Dari fakta-fakta itu, Anies kuat di terobosan ide, terukur janji dan komitmennya, serta lebih punya ketegasan dan keberanian. Ini bisa Anies lakukan, karena ia bebas dari jasa dan sandera taipan. Tak banyak kepala daerah, termasuk pemimpin negara, yang mampu keluar dari jalur dan jeratan modal para taipan.
Bagaimana jika Anies jadi presiden? Samakah sikap tegasnya seperti ketika jadi gubernur? Waktu yang akan membuktikan.
Langkah-langkah Anies ini bisa dikapitalisasi timsesnya untuk menjadi brand yang akan sangat berarti untuk menandingi Jokowi di 2019.

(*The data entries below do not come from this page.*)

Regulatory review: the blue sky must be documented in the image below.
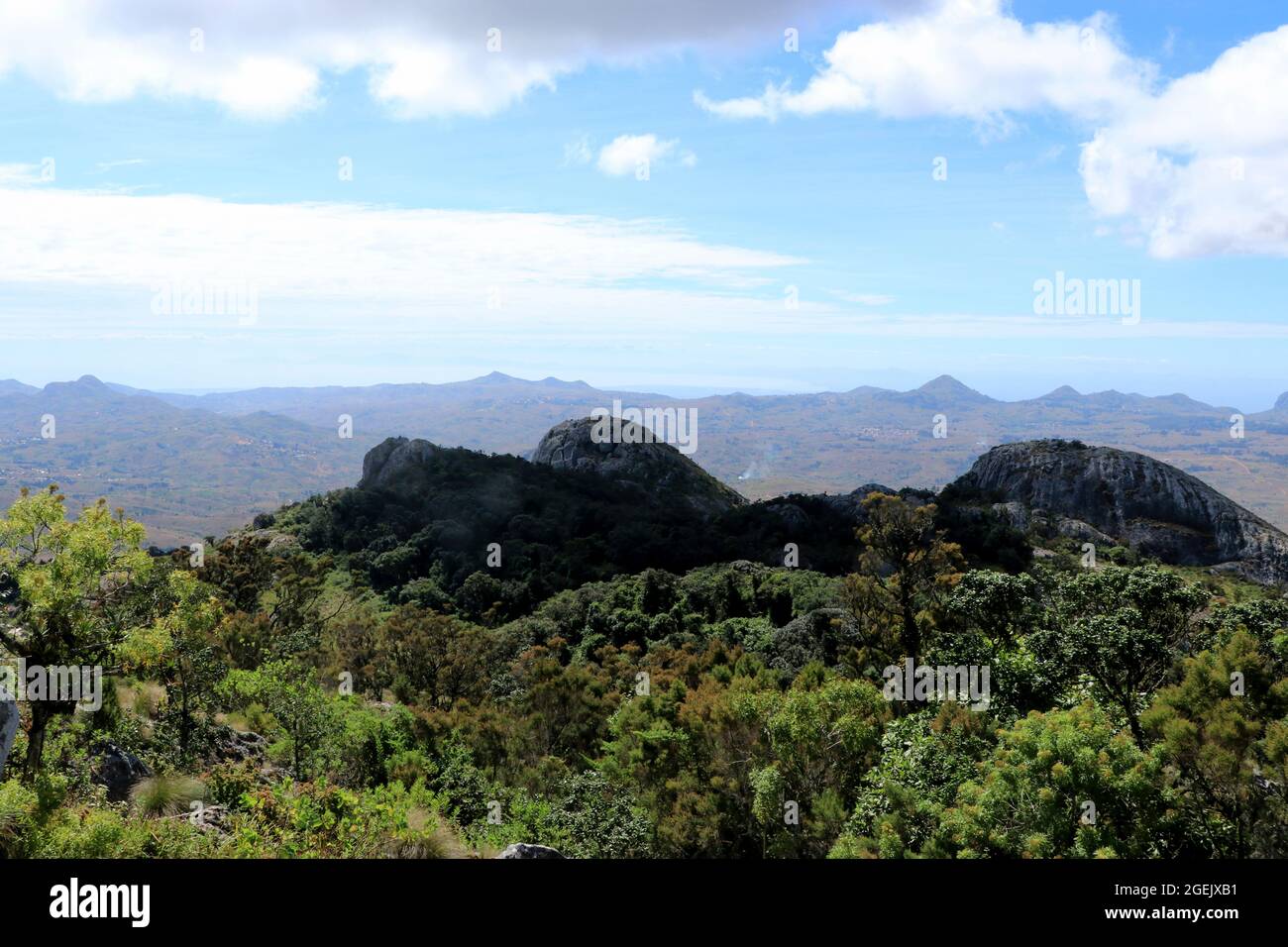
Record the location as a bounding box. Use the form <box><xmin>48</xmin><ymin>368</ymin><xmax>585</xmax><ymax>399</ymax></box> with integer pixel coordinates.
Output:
<box><xmin>0</xmin><ymin>0</ymin><xmax>1288</xmax><ymax>410</ymax></box>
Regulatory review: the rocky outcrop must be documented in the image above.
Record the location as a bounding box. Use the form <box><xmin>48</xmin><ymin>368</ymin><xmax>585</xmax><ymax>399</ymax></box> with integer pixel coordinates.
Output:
<box><xmin>496</xmin><ymin>841</ymin><xmax>563</xmax><ymax>858</ymax></box>
<box><xmin>358</xmin><ymin>437</ymin><xmax>442</xmax><ymax>489</ymax></box>
<box><xmin>90</xmin><ymin>742</ymin><xmax>152</xmax><ymax>802</ymax></box>
<box><xmin>532</xmin><ymin>417</ymin><xmax>747</xmax><ymax>515</ymax></box>
<box><xmin>953</xmin><ymin>441</ymin><xmax>1288</xmax><ymax>582</ymax></box>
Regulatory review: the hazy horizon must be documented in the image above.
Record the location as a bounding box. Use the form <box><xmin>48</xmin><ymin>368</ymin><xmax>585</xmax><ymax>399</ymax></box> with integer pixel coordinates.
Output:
<box><xmin>10</xmin><ymin>368</ymin><xmax>1288</xmax><ymax>412</ymax></box>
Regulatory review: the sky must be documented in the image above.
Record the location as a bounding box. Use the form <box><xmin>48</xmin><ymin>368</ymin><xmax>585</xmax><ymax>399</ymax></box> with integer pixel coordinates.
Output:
<box><xmin>0</xmin><ymin>0</ymin><xmax>1288</xmax><ymax>411</ymax></box>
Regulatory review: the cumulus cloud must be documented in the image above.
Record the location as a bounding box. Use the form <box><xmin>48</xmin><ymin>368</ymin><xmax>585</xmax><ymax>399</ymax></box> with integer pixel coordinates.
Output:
<box><xmin>695</xmin><ymin>0</ymin><xmax>1288</xmax><ymax>258</ymax></box>
<box><xmin>1081</xmin><ymin>27</ymin><xmax>1288</xmax><ymax>258</ymax></box>
<box><xmin>695</xmin><ymin>0</ymin><xmax>1153</xmax><ymax>124</ymax></box>
<box><xmin>0</xmin><ymin>187</ymin><xmax>804</xmax><ymax>333</ymax></box>
<box><xmin>0</xmin><ymin>0</ymin><xmax>911</xmax><ymax>119</ymax></box>
<box><xmin>595</xmin><ymin>134</ymin><xmax>697</xmax><ymax>177</ymax></box>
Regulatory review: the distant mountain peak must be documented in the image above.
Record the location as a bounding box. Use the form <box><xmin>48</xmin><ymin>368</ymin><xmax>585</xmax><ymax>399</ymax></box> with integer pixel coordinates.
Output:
<box><xmin>917</xmin><ymin>374</ymin><xmax>992</xmax><ymax>401</ymax></box>
<box><xmin>474</xmin><ymin>371</ymin><xmax>523</xmax><ymax>385</ymax></box>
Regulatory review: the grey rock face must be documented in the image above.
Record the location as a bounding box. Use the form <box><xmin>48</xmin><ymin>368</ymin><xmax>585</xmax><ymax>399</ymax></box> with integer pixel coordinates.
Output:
<box><xmin>358</xmin><ymin>437</ymin><xmax>441</xmax><ymax>489</ymax></box>
<box><xmin>497</xmin><ymin>841</ymin><xmax>563</xmax><ymax>858</ymax></box>
<box><xmin>0</xmin><ymin>688</ymin><xmax>18</xmax><ymax>780</ymax></box>
<box><xmin>957</xmin><ymin>441</ymin><xmax>1288</xmax><ymax>582</ymax></box>
<box><xmin>532</xmin><ymin>417</ymin><xmax>747</xmax><ymax>515</ymax></box>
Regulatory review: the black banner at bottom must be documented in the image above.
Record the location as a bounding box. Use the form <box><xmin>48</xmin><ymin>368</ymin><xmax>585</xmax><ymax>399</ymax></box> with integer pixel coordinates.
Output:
<box><xmin>0</xmin><ymin>861</ymin><xmax>1267</xmax><ymax>939</ymax></box>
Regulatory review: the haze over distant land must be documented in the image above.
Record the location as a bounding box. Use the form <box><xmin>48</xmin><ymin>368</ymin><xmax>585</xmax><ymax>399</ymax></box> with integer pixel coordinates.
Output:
<box><xmin>0</xmin><ymin>372</ymin><xmax>1288</xmax><ymax>544</ymax></box>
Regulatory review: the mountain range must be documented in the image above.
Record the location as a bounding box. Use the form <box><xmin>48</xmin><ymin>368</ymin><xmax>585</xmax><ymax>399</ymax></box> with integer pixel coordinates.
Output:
<box><xmin>0</xmin><ymin>372</ymin><xmax>1288</xmax><ymax>545</ymax></box>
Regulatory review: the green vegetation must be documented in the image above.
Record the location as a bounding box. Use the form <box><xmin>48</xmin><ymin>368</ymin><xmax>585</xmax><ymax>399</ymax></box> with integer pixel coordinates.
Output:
<box><xmin>0</xmin><ymin>489</ymin><xmax>1288</xmax><ymax>858</ymax></box>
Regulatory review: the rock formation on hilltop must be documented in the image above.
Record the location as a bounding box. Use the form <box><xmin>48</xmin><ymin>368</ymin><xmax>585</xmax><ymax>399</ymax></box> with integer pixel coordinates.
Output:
<box><xmin>953</xmin><ymin>441</ymin><xmax>1288</xmax><ymax>582</ymax></box>
<box><xmin>358</xmin><ymin>437</ymin><xmax>442</xmax><ymax>489</ymax></box>
<box><xmin>532</xmin><ymin>417</ymin><xmax>747</xmax><ymax>515</ymax></box>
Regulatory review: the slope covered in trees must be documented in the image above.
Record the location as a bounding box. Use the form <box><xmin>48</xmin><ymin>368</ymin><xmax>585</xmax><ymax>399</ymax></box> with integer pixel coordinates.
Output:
<box><xmin>0</xmin><ymin>440</ymin><xmax>1288</xmax><ymax>858</ymax></box>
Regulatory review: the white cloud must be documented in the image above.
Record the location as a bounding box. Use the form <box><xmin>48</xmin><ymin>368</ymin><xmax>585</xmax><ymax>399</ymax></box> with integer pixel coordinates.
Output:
<box><xmin>0</xmin><ymin>0</ymin><xmax>907</xmax><ymax>119</ymax></box>
<box><xmin>695</xmin><ymin>0</ymin><xmax>1153</xmax><ymax>125</ymax></box>
<box><xmin>695</xmin><ymin>0</ymin><xmax>1288</xmax><ymax>258</ymax></box>
<box><xmin>832</xmin><ymin>290</ymin><xmax>894</xmax><ymax>305</ymax></box>
<box><xmin>0</xmin><ymin>164</ymin><xmax>40</xmax><ymax>187</ymax></box>
<box><xmin>564</xmin><ymin>136</ymin><xmax>595</xmax><ymax>164</ymax></box>
<box><xmin>595</xmin><ymin>134</ymin><xmax>697</xmax><ymax>177</ymax></box>
<box><xmin>1081</xmin><ymin>26</ymin><xmax>1288</xmax><ymax>258</ymax></box>
<box><xmin>0</xmin><ymin>188</ymin><xmax>804</xmax><ymax>335</ymax></box>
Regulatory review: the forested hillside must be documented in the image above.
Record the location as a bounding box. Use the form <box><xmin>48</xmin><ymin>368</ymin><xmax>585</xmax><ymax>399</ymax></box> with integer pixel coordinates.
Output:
<box><xmin>0</xmin><ymin>445</ymin><xmax>1288</xmax><ymax>858</ymax></box>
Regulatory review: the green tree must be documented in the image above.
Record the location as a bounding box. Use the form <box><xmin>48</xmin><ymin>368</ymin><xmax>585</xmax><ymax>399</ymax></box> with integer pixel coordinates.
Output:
<box><xmin>1030</xmin><ymin>566</ymin><xmax>1208</xmax><ymax>749</ymax></box>
<box><xmin>842</xmin><ymin>492</ymin><xmax>965</xmax><ymax>661</ymax></box>
<box><xmin>1142</xmin><ymin>630</ymin><xmax>1288</xmax><ymax>858</ymax></box>
<box><xmin>941</xmin><ymin>702</ymin><xmax>1172</xmax><ymax>858</ymax></box>
<box><xmin>223</xmin><ymin>660</ymin><xmax>339</xmax><ymax>780</ymax></box>
<box><xmin>0</xmin><ymin>487</ymin><xmax>154</xmax><ymax>781</ymax></box>
<box><xmin>123</xmin><ymin>570</ymin><xmax>228</xmax><ymax>764</ymax></box>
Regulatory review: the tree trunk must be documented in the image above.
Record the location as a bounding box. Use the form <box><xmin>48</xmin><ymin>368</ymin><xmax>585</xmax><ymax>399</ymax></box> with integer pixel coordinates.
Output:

Anies punya potensi besar menjadi pesaing terberat Jokowi di pilpres 2019. Ini tak menutup kemungkinan jika Prabowo legowo. Sebab, dibanding Prabowo, Anies lebih menjanjikan. Sebagai "King Maker", Prabowo bisa menjadi pemain yang sesungguhnya.
Jika Anies menang, maka itu juga merupakan kemenangan Gerindra. Gerindra akan terlibat bantu urus pemerintahan. Ujungnya, Prabowo juga pemenangnya.